高梁市松原町のやまびこ市場から見る中国山地。山また山。



さて、この立派な家は映画のロケに使われた。何の映画かわかる人はかなりの映画通・・・・。



9世紀初め頃から銅が産出され、江戸時代は吹屋銅山として幕府直轄地として栄え、幕末から明治にかけては、銅鉱とともにベンガラ(酸化第二鉄)の日本唯一の巨大産地として繁栄を極めた吹屋。ここは最初相方から却下されていたが、(湯郷温泉の方へ行きたかったらしい)ぜーーーーったい行きたいと強硬に主張して実現した。

ベンガラの製造過程がわかる施設、吹屋ベンガラ村。



ベンガラと一口に言ってもいろんな種類があるらしく、ここでは赤い色相が良好で、彩度の高いローハベンガラ(緑礬)の産出が際立っていたという。



古代には、伊吹山から濃尾平野にかけてのあたりが一大生産地だったらしい。こうやって繰り返し水に漬けながら不純物を取り除いていくという。



何が苦手って化学式がいっとう苦手、理解不能のパーチクリンだったので、この表に書かれていることがよく飲み込めないが、日本人ってすごいってことだけはなんとか・・・。



伊福、伊吹、それにこの吹屋・・・・鉄にまつわる地名だ。鉄の径・・・・どきどきするなあ・・・。


標高550メートルの山間に忽然と姿を現す吹屋集落。石州瓦と、



ベンガラの格子が美しい、よくぞまあ残っていてくれた、奇跡のような集落だ。



旧片山家住宅。ベンガラで財をなした商家跡。



国の重要文化財。奥行きが広い。



多くの観光客で賑わっていたが、一人だときっとタイムスリップしたような錯覚に陥りそう。



ベンガラで染めた衣服。



にゃんずに買っていこうかと随分なやんだ精巧なへびのおもちゃ。(結局かわなんだ)



それにしても石州瓦の美しいこと。財をなした人々はその財を持って石州宮大工を呼び寄せ、石州瓦を葺いて豪邸をつくった。当時の賑わいぶりはどんなだっただろう。



最期に急いで、去年の3月まで現役だった小学校跡を見に行く。



中に入りたかったが、長蛇の列だったので断念。やっぱりゴールデンウィークは恐ろしい。

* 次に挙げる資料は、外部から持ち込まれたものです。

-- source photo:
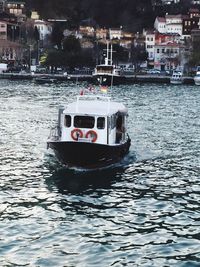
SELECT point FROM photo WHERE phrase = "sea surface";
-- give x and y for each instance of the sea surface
(144, 211)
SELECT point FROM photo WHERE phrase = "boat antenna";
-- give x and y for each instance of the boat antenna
(111, 51)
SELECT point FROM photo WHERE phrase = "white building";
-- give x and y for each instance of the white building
(115, 33)
(149, 44)
(174, 28)
(160, 24)
(168, 55)
(169, 24)
(44, 28)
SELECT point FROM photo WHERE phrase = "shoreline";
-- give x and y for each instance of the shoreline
(83, 77)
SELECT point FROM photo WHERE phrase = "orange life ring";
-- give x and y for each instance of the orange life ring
(76, 133)
(92, 134)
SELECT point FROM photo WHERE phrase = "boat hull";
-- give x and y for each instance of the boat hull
(89, 155)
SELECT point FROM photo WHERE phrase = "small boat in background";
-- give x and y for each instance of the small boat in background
(177, 77)
(45, 79)
(91, 133)
(110, 74)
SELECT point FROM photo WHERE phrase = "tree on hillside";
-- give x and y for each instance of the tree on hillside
(71, 44)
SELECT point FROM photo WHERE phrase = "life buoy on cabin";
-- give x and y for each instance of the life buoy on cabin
(76, 134)
(91, 134)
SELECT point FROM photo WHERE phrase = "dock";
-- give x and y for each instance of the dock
(138, 78)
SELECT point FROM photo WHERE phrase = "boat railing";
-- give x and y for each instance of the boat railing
(55, 133)
(93, 98)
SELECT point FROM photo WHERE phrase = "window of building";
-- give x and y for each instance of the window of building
(84, 122)
(68, 121)
(101, 123)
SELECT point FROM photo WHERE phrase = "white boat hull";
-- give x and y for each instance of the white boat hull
(197, 81)
(176, 81)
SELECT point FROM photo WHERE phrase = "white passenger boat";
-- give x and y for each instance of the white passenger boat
(110, 74)
(91, 132)
(176, 78)
(197, 76)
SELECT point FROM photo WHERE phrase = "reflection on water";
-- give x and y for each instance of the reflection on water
(79, 180)
(142, 212)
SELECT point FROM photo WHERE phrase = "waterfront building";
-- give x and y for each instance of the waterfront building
(150, 38)
(168, 55)
(44, 28)
(160, 24)
(3, 30)
(115, 33)
(2, 6)
(101, 33)
(87, 31)
(10, 51)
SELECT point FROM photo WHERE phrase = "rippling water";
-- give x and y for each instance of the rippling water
(144, 212)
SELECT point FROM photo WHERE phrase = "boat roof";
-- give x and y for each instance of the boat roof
(95, 105)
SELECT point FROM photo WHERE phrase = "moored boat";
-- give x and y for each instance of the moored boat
(45, 79)
(91, 133)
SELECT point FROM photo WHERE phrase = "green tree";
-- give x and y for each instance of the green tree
(71, 44)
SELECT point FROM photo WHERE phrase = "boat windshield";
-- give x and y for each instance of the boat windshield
(84, 122)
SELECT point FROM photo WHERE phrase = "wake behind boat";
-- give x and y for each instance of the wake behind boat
(91, 133)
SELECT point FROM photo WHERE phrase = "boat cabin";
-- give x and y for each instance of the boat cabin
(107, 69)
(93, 119)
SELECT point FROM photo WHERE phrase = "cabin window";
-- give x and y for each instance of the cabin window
(68, 121)
(101, 123)
(84, 122)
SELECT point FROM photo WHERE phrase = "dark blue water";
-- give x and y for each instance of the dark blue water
(143, 212)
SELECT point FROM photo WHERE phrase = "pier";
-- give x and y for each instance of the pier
(138, 78)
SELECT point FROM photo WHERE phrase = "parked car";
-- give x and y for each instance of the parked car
(153, 71)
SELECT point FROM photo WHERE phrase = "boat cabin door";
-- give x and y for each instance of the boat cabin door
(120, 128)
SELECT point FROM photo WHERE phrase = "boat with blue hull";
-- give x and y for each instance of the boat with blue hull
(91, 133)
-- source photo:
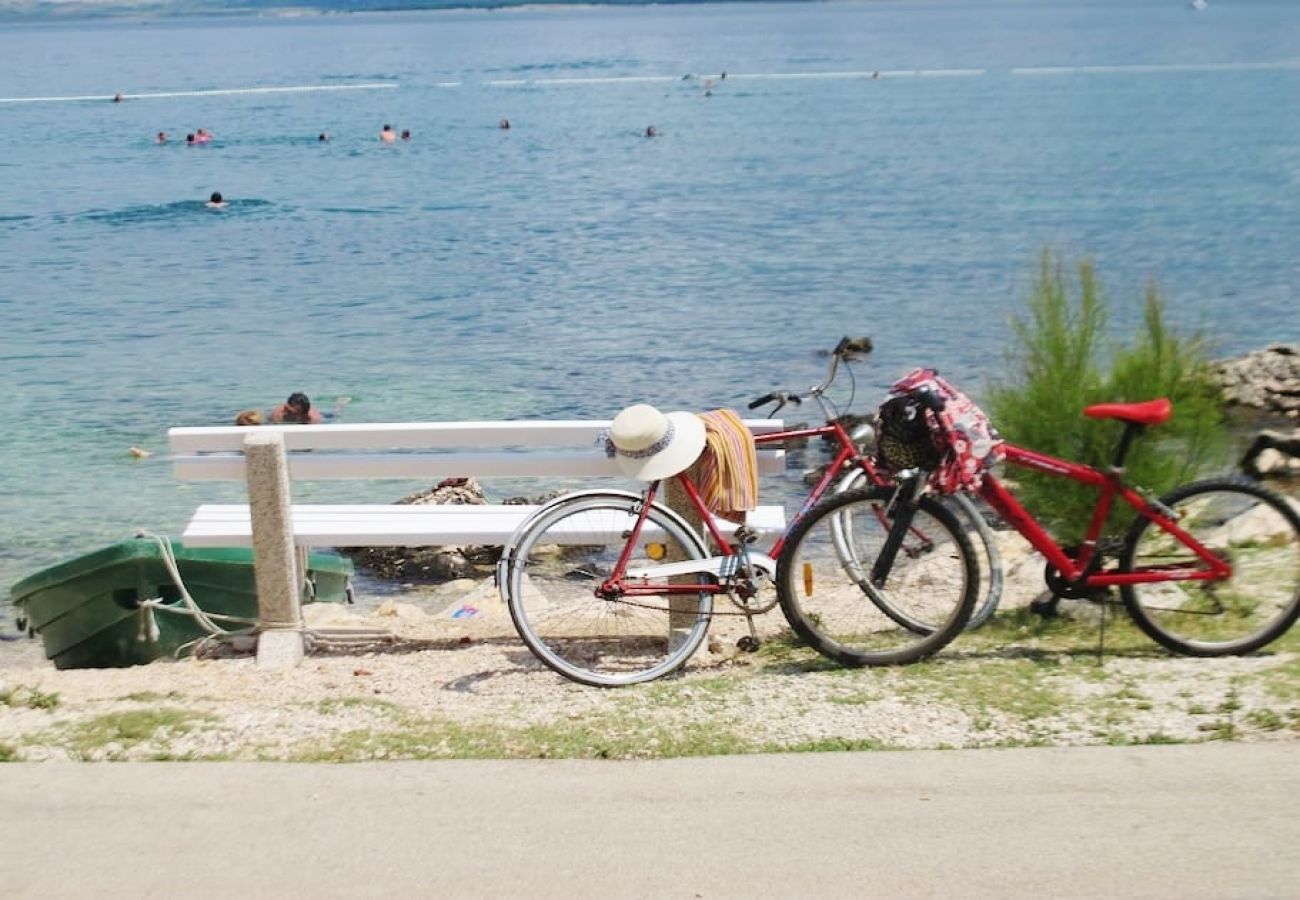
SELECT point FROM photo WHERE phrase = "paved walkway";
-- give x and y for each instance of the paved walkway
(1204, 821)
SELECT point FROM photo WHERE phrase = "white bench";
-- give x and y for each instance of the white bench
(427, 451)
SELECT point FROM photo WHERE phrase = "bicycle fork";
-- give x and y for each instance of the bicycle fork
(902, 510)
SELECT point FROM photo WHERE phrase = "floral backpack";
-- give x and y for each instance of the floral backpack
(927, 423)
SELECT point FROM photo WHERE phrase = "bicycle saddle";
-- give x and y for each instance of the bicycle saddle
(1152, 412)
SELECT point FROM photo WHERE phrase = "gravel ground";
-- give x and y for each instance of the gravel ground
(449, 687)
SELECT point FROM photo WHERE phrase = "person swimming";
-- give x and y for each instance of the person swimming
(297, 410)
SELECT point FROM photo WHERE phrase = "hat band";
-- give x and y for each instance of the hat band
(612, 450)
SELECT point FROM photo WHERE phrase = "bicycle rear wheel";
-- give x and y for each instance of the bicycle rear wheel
(560, 559)
(830, 601)
(1253, 529)
(983, 540)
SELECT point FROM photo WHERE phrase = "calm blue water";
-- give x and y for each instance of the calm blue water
(568, 267)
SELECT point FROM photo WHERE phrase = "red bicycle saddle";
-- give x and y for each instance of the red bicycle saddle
(1152, 412)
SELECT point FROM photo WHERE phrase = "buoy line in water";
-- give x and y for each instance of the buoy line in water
(1171, 68)
(220, 91)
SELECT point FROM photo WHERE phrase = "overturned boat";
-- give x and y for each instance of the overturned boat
(144, 598)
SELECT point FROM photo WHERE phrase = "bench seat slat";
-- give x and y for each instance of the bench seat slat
(385, 524)
(333, 466)
(410, 435)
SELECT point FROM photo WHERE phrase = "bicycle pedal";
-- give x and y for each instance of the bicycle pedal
(1048, 608)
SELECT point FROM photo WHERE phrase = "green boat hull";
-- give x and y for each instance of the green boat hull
(87, 610)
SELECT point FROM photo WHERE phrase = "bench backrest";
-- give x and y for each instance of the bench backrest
(419, 450)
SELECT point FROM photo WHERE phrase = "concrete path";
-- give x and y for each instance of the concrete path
(1204, 821)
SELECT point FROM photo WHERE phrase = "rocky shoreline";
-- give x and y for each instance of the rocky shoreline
(454, 680)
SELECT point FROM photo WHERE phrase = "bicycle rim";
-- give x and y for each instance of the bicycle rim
(1256, 533)
(827, 596)
(559, 562)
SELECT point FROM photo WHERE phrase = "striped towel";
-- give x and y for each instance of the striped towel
(727, 471)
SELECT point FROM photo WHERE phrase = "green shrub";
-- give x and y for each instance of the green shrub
(1064, 358)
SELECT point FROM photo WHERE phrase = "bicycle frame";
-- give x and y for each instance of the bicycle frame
(729, 558)
(1109, 485)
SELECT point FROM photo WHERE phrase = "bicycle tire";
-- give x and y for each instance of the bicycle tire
(550, 592)
(831, 604)
(1249, 526)
(989, 591)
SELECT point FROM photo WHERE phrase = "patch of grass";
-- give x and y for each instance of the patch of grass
(614, 736)
(152, 696)
(831, 745)
(117, 732)
(1265, 719)
(1066, 636)
(856, 699)
(676, 693)
(333, 705)
(1283, 682)
(1221, 730)
(29, 697)
(1231, 702)
(1013, 687)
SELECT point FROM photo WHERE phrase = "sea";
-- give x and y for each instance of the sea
(882, 168)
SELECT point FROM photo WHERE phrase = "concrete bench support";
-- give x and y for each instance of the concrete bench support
(280, 645)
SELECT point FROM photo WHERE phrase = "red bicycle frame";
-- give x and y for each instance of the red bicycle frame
(848, 453)
(1110, 485)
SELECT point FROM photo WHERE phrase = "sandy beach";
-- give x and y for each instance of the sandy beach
(447, 687)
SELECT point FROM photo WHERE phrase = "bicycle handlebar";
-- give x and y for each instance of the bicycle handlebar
(846, 350)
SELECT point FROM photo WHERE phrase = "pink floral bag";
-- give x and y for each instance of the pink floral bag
(927, 423)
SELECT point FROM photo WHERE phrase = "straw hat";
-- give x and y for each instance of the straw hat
(649, 445)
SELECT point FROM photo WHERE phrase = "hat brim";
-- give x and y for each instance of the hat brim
(688, 442)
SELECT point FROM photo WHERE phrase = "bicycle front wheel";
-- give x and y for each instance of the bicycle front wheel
(560, 561)
(831, 602)
(982, 537)
(1247, 526)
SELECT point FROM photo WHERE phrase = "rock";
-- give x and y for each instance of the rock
(1273, 453)
(432, 563)
(1266, 380)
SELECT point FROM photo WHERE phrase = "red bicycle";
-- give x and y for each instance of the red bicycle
(1209, 569)
(611, 587)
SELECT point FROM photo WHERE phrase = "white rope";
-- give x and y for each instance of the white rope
(321, 636)
(204, 619)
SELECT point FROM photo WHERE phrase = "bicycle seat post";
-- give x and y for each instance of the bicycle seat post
(1131, 431)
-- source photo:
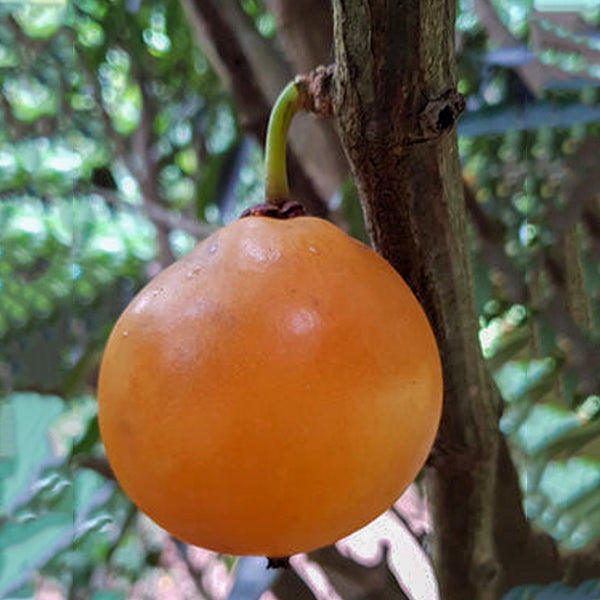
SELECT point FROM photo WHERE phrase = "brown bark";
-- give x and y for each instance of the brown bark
(256, 72)
(396, 105)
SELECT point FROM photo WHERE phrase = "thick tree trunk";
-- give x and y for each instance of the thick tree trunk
(396, 105)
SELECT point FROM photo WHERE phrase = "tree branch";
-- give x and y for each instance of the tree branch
(396, 105)
(241, 56)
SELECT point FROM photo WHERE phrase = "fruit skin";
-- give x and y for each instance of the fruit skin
(274, 390)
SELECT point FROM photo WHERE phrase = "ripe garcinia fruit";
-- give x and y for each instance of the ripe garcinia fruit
(272, 391)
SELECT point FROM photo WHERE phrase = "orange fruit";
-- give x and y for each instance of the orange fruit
(271, 392)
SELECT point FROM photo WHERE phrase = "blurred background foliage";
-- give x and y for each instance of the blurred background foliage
(120, 149)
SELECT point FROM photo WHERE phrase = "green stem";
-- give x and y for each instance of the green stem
(286, 106)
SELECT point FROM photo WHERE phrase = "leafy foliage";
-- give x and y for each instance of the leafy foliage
(119, 148)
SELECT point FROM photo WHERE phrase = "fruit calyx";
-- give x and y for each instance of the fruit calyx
(288, 210)
(278, 562)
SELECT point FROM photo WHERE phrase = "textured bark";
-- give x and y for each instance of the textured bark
(396, 105)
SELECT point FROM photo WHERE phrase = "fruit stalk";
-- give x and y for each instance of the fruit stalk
(286, 106)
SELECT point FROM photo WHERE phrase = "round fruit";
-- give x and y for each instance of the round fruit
(272, 391)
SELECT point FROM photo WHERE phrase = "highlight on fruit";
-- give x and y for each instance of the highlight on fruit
(275, 389)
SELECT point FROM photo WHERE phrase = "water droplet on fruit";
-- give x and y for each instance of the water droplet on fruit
(191, 274)
(303, 321)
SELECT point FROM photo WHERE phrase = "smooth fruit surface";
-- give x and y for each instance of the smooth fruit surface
(274, 390)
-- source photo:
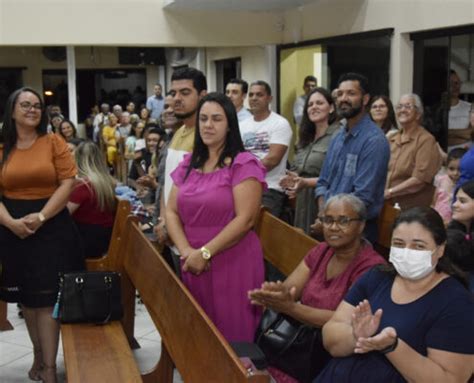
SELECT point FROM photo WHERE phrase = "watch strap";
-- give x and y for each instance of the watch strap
(206, 254)
(41, 217)
(390, 348)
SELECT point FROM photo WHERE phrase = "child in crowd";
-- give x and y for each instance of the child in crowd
(445, 184)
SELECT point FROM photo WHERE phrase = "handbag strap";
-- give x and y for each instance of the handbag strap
(108, 288)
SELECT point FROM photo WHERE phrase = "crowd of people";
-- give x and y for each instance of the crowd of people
(202, 164)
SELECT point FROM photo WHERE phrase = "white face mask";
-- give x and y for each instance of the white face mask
(411, 264)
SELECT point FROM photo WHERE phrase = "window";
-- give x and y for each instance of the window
(443, 58)
(367, 53)
(95, 86)
(226, 70)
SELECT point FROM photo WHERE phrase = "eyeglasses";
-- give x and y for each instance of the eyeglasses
(27, 106)
(405, 106)
(342, 222)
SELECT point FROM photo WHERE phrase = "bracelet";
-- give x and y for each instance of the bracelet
(390, 348)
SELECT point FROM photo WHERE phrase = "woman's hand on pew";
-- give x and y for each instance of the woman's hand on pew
(194, 262)
(274, 295)
(20, 228)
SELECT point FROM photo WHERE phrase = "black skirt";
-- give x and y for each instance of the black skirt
(30, 267)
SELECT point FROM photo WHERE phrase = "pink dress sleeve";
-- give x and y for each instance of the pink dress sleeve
(179, 173)
(246, 166)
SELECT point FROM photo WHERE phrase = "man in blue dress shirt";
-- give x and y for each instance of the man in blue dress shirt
(358, 155)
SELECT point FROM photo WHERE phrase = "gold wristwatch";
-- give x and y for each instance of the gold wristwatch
(206, 254)
(41, 217)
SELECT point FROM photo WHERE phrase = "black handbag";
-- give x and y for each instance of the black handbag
(291, 346)
(89, 297)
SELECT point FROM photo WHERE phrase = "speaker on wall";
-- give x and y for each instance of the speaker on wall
(141, 56)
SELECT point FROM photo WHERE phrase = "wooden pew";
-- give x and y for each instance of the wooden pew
(92, 351)
(190, 341)
(5, 324)
(284, 246)
(110, 262)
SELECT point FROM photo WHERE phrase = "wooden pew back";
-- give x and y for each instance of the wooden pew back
(189, 338)
(284, 246)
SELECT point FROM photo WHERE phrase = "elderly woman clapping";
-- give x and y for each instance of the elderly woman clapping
(316, 287)
(414, 157)
(410, 321)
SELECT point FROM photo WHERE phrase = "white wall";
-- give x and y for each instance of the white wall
(86, 58)
(327, 18)
(128, 22)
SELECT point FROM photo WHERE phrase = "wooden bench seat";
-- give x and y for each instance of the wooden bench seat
(95, 353)
(284, 246)
(190, 341)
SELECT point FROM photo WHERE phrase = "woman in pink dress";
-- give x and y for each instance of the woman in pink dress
(211, 210)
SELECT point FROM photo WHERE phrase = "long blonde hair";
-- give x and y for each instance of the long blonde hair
(91, 167)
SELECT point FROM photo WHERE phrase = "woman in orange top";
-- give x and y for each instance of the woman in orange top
(37, 236)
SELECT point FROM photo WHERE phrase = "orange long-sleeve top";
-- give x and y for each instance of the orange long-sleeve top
(35, 173)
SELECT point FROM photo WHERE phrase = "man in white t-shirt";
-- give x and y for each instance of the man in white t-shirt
(267, 135)
(236, 90)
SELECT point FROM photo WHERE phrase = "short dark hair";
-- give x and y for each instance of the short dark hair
(456, 154)
(233, 144)
(310, 78)
(431, 221)
(307, 128)
(352, 76)
(267, 87)
(391, 121)
(9, 134)
(243, 84)
(196, 76)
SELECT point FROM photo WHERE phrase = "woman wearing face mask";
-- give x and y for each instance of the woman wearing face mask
(421, 327)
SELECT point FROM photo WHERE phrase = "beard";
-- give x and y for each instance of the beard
(353, 111)
(183, 116)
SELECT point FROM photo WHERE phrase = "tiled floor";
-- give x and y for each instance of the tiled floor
(16, 352)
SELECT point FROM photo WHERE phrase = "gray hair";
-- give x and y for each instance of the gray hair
(355, 202)
(417, 101)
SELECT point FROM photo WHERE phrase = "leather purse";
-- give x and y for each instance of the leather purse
(89, 297)
(291, 346)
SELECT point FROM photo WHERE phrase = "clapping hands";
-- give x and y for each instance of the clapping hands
(274, 295)
(26, 226)
(194, 262)
(365, 325)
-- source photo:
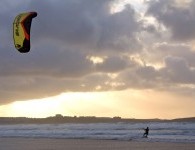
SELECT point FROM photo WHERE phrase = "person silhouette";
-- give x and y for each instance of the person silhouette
(146, 132)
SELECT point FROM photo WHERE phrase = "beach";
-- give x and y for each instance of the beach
(85, 144)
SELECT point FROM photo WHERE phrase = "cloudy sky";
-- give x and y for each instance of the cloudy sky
(128, 58)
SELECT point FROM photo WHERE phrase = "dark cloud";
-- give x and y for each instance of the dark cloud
(179, 19)
(65, 34)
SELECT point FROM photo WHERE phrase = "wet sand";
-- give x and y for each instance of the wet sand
(79, 144)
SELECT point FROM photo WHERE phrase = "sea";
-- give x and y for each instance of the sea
(159, 131)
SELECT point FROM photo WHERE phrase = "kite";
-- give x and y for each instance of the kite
(21, 31)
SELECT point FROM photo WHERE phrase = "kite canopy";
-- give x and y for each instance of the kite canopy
(21, 31)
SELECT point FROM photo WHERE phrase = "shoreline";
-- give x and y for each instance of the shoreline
(13, 143)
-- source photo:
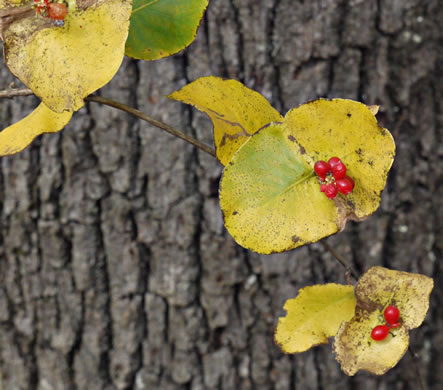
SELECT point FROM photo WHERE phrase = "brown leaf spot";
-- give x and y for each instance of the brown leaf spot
(295, 239)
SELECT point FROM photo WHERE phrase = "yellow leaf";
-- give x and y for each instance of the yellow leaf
(269, 194)
(236, 111)
(356, 350)
(18, 136)
(63, 65)
(378, 288)
(314, 316)
(348, 130)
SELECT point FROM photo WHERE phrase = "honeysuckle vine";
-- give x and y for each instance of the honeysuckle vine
(353, 316)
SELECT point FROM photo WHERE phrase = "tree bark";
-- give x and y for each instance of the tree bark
(116, 271)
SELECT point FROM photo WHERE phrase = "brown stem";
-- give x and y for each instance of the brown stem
(417, 368)
(10, 93)
(342, 262)
(141, 115)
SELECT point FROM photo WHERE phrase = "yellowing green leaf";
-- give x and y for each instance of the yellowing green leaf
(62, 65)
(314, 316)
(378, 288)
(236, 111)
(269, 195)
(18, 136)
(356, 350)
(160, 28)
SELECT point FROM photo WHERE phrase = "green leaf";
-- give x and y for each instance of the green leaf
(269, 194)
(160, 28)
(236, 111)
(314, 316)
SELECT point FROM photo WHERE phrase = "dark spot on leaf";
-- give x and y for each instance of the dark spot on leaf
(295, 239)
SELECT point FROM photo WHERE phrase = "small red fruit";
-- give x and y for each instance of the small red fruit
(380, 332)
(333, 162)
(57, 11)
(321, 168)
(392, 314)
(331, 191)
(339, 171)
(345, 185)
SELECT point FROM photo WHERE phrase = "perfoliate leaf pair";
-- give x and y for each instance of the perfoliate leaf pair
(331, 310)
(269, 194)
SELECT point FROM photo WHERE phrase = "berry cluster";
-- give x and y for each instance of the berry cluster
(392, 315)
(333, 179)
(55, 11)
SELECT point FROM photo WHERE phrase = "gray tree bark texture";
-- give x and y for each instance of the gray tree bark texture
(116, 271)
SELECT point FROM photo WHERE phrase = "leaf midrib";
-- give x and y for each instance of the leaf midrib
(142, 7)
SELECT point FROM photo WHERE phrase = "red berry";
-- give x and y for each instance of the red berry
(392, 314)
(345, 185)
(57, 11)
(380, 332)
(331, 191)
(339, 171)
(321, 168)
(333, 162)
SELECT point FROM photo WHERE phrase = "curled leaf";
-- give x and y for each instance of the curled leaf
(62, 65)
(42, 120)
(314, 316)
(378, 288)
(356, 350)
(236, 111)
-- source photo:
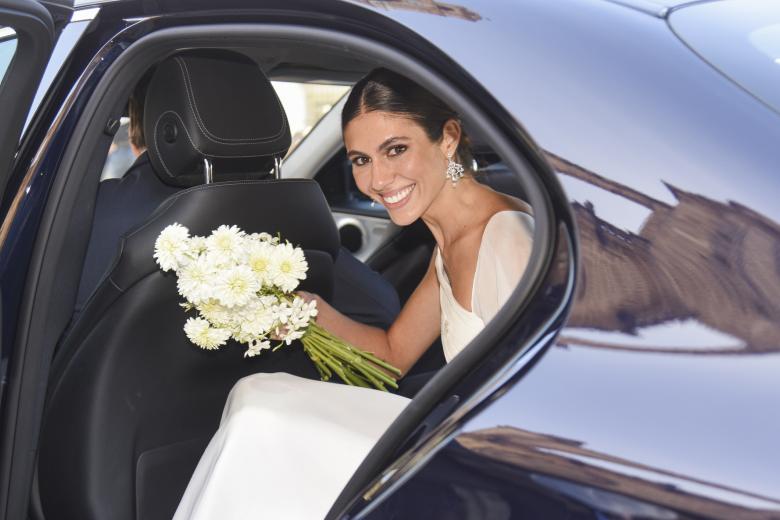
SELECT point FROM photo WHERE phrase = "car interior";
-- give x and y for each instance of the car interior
(130, 404)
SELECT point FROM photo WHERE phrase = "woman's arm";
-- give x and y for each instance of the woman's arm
(416, 327)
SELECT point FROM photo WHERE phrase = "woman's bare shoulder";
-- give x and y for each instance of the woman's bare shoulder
(509, 203)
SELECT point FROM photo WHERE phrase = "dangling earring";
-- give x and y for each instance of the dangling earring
(454, 170)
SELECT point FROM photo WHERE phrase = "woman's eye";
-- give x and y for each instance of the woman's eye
(396, 150)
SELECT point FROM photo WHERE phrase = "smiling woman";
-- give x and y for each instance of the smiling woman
(409, 152)
(405, 146)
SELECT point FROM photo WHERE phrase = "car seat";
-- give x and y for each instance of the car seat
(131, 403)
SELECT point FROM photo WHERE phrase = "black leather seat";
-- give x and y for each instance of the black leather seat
(131, 403)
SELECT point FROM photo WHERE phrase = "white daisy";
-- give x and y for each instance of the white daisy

最初のお城のような石垣をもつおうちは、ベンガラで財をなした広兼邸。ここは八墓村のロケに使われた。多治見一族が住むおうちね。
もう一軒いまだ人が住む西江邸(ここに行くのは却下された)は、18代当主が途絶えていたベンガラ産業を復興させたそうだ。



鉄の径は険しい山中にちらばっている。



そのことを痛感した、中国山地の道だった。
新見のJAで買った、千屋牛に魅せられた食いしん坊デブ夫くん。『千屋牛をまた食べたい〜』いいよ〜、またいつか行こう!中国山地鉄の径。